Refactors

fhl2000 · fhl2000 · commit c2c5feaf4ea6 · 2025-06-25T16:24:14.000+08:00
Signed-off-by: fhl &lt;2410591650@qq.com&gt;
diff --git a/vllm/compilation/cuda_piecewise_backend.py b/vllm/compilation/cuda_piecewise_backend.py
@@ -236,7 +236,9 @@ def __init__(self, graph: fx.GraphModule, vllm_config: VllmConfig,
         self.graph_pool = graph_pool
         self.sym_shape_indices = sym_shape_indices
 
-        self.separate_attention_routine = vllm_config.compilation_config.separate_attention_routine
+        self.separate_attention_routine = (
+            vllm_config.compilation_config.separate_attention_routine
+        )
 
         self.is_debugging_mode = envs.VLLM_LOGGING_LEVEL == "DEBUG"
 
@@ -282,7 +284,7 @@ def __call__(self, *args) -> Any:
         # eagerly run the compiled graphs, which should be cudagraph capturable
         # as a whole.
         
-        concrete_size_entries = self.concrete_size_entries  # default as general usage
+        concrete_size_entries = self.concrete_size_entries  
         if self.separate_attention_routine and forward_context.is_pure_decoding:
             concrete_size_entries = self.concrete_size_entries_decode
 
@@ -324,15 +326,16 @@ def __call__(self, *args) -> Any:
             entry.input_addresses = input_addresses
             cudagraph = torch.cuda.CUDAGraph()
 
-            with ExitStack() as stack:
+            with ExitStack(), \
+                torch.cuda.graph(cudagraph, pool=self.graph_pool):
                 # mind-exploding: carefully manage the reference and memory.
-                with torch.cuda.graph(cudagraph, pool=self.graph_pool):
-                    # `output` is managed by pytorch's cudagraph pool
-                    output = entry.runnable(*args)
-                    # by converting it to weak ref,
-                    # the original `output` will immediately be released
-                    # to save memory. 
-                    output = weak_ref_tensors(output)
+                
+                # `output` is managed by pytorch's cudagraph pool
+                output = entry.runnable(*args)
+                # by converting it to weak ref,
+                # the original `output` will immediately be released
+                # to save memory. 
+                output = weak_ref_tensors(output)
 
             # here we always use weak ref for the output
             # to save memory
diff --git a/vllm/config.py b/vllm/config.py
@@ -3976,11 +3976,11 @@ class CompilationConfig:
     performance benefits for smaller models."""
     separate_attention_routine: bool = False
     """
-    Enable a distinct attention calls routine under an attention backend for full
-    cuda graph capturing.
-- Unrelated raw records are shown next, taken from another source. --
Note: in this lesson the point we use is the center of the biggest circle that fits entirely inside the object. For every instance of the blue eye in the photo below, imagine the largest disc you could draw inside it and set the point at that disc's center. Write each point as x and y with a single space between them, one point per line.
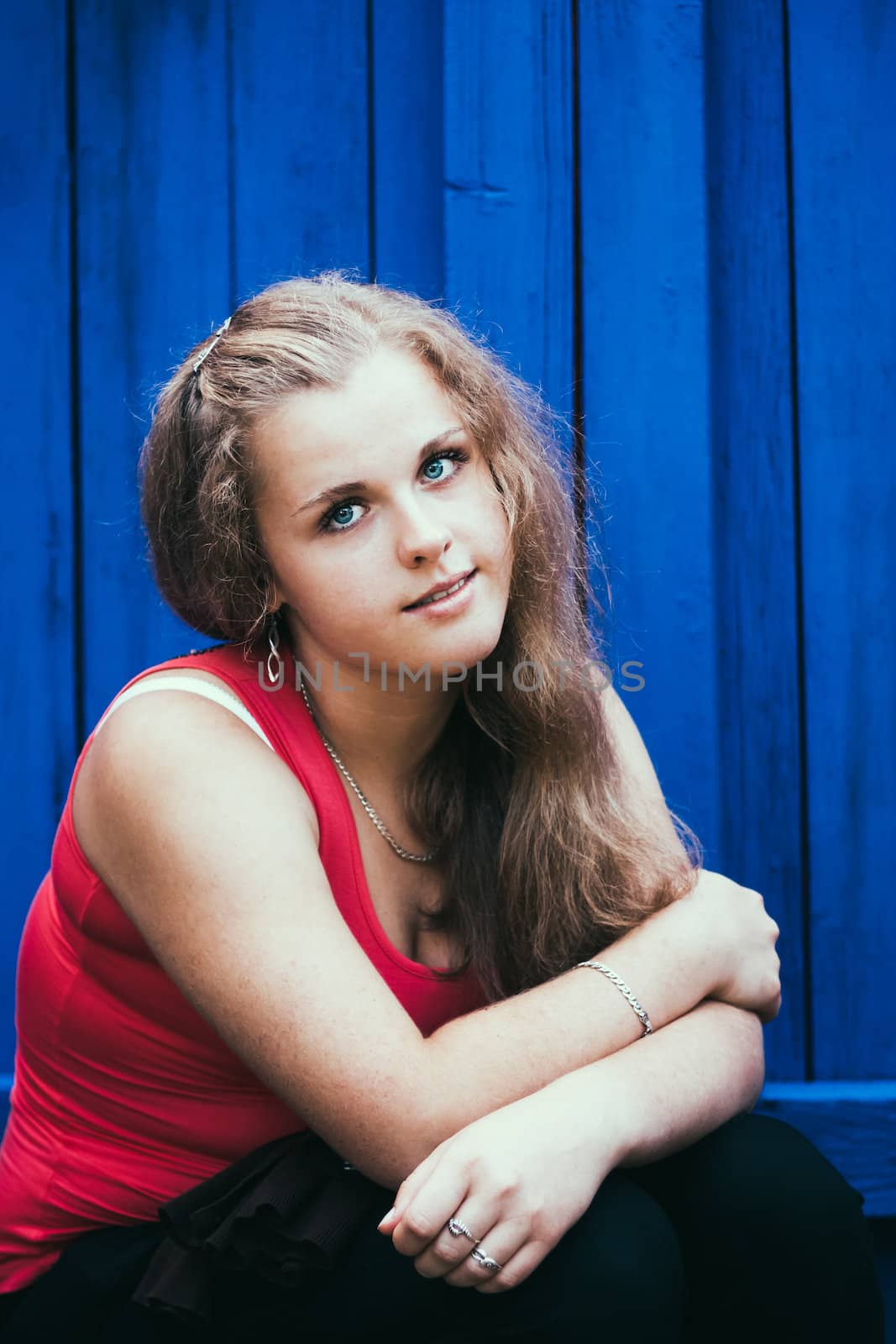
331 517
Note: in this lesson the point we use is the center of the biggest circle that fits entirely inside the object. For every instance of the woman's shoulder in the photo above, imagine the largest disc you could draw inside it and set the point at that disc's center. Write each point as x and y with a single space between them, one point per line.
139 726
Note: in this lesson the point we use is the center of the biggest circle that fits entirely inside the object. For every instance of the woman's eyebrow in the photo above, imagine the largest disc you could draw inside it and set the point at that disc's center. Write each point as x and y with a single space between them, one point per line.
333 492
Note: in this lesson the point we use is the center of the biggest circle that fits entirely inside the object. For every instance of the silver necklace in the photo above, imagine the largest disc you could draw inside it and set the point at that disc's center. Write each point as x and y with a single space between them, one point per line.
399 851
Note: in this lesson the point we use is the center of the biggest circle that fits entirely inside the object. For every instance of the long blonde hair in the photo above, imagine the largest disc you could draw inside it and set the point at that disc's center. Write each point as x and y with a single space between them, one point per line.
547 851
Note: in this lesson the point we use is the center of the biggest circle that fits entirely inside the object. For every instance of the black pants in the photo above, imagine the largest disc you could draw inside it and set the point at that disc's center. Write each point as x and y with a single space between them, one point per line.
747 1236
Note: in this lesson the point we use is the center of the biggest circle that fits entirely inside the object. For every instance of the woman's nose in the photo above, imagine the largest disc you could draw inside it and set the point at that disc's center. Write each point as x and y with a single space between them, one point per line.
422 534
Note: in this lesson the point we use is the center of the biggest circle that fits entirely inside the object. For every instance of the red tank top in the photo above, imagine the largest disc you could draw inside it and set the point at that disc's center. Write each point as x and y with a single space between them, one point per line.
123 1097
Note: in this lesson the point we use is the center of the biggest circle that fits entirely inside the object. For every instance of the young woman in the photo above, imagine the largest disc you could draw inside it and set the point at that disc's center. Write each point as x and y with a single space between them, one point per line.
342 874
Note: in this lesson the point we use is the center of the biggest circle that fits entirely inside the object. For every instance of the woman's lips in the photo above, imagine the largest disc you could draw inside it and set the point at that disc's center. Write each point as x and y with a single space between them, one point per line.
448 605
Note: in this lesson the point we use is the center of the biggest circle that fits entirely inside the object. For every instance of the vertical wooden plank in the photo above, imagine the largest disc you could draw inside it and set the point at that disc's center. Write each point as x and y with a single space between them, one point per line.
842 81
508 185
300 148
752 465
152 273
647 382
407 218
36 544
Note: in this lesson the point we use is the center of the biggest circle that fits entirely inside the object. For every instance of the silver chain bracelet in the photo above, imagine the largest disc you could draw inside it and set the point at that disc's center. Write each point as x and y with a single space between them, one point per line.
621 985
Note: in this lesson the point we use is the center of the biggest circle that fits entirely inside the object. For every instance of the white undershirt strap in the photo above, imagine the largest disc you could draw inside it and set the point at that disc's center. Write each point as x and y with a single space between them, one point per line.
183 682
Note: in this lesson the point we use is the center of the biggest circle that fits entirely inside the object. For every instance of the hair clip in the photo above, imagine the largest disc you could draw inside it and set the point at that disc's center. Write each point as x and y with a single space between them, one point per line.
210 349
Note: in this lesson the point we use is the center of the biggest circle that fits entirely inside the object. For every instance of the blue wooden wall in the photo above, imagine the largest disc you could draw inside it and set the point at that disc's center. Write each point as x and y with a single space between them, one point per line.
679 221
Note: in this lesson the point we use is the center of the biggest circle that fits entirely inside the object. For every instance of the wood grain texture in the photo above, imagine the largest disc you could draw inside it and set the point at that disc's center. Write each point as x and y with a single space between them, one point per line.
300 140
38 694
508 186
645 333
842 74
150 141
757 568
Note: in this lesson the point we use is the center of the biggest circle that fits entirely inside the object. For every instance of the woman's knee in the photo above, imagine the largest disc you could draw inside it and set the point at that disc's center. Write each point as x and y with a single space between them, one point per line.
622 1263
766 1173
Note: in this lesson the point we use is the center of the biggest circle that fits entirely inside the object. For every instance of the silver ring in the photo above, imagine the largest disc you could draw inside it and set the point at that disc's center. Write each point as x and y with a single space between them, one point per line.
458 1229
485 1261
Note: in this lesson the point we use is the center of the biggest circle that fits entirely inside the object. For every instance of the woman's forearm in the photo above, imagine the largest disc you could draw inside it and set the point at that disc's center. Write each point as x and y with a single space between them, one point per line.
508 1050
672 1088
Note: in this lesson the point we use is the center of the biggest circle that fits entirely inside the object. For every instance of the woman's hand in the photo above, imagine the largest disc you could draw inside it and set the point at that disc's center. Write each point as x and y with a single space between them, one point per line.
517 1178
750 968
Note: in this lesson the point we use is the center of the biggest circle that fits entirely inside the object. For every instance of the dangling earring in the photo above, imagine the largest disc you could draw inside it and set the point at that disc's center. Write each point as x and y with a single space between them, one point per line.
273 642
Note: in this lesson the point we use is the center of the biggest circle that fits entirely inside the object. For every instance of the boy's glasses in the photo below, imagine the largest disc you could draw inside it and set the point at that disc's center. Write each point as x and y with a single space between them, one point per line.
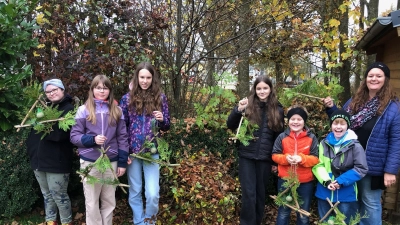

This is because some attention backends like FlashMLA,
-    FlashInfer, FA2, etc. implement different branches for mix prefill-decode and
-    pure decode cases. This flag enables us to potentially capture the cudagraph
-    separately for each branch.
+    Enable a distinct attention calls routine under an attention backend for
+    full cuda graph capturing. This is because some attention backends like
+    FlashMLA, FlashInfer, FA2, etc. implement different branches for mix
+    prefill-decode and pure decode cases. This flag enables us to potentially
+    capture the cudagraph separately for each branch.
     """
 
     pass_config: PassConfig = field(default_factory=PassConfig)
@@ -4187,7 +4187,10 @@ def set_splitting_ops_for_v1(self):
         # the runtime batch_size is not cudagraph captured. This is only
         # supported for separate_attention_routine.
         if self.separate_attention_routine:
-            assert self.full_cuda_graph, "separate_attention_routine requires full_cuda_graph to be True"
+            assert self.full_cuda_graph, (
+                "separate_attention_routine requires "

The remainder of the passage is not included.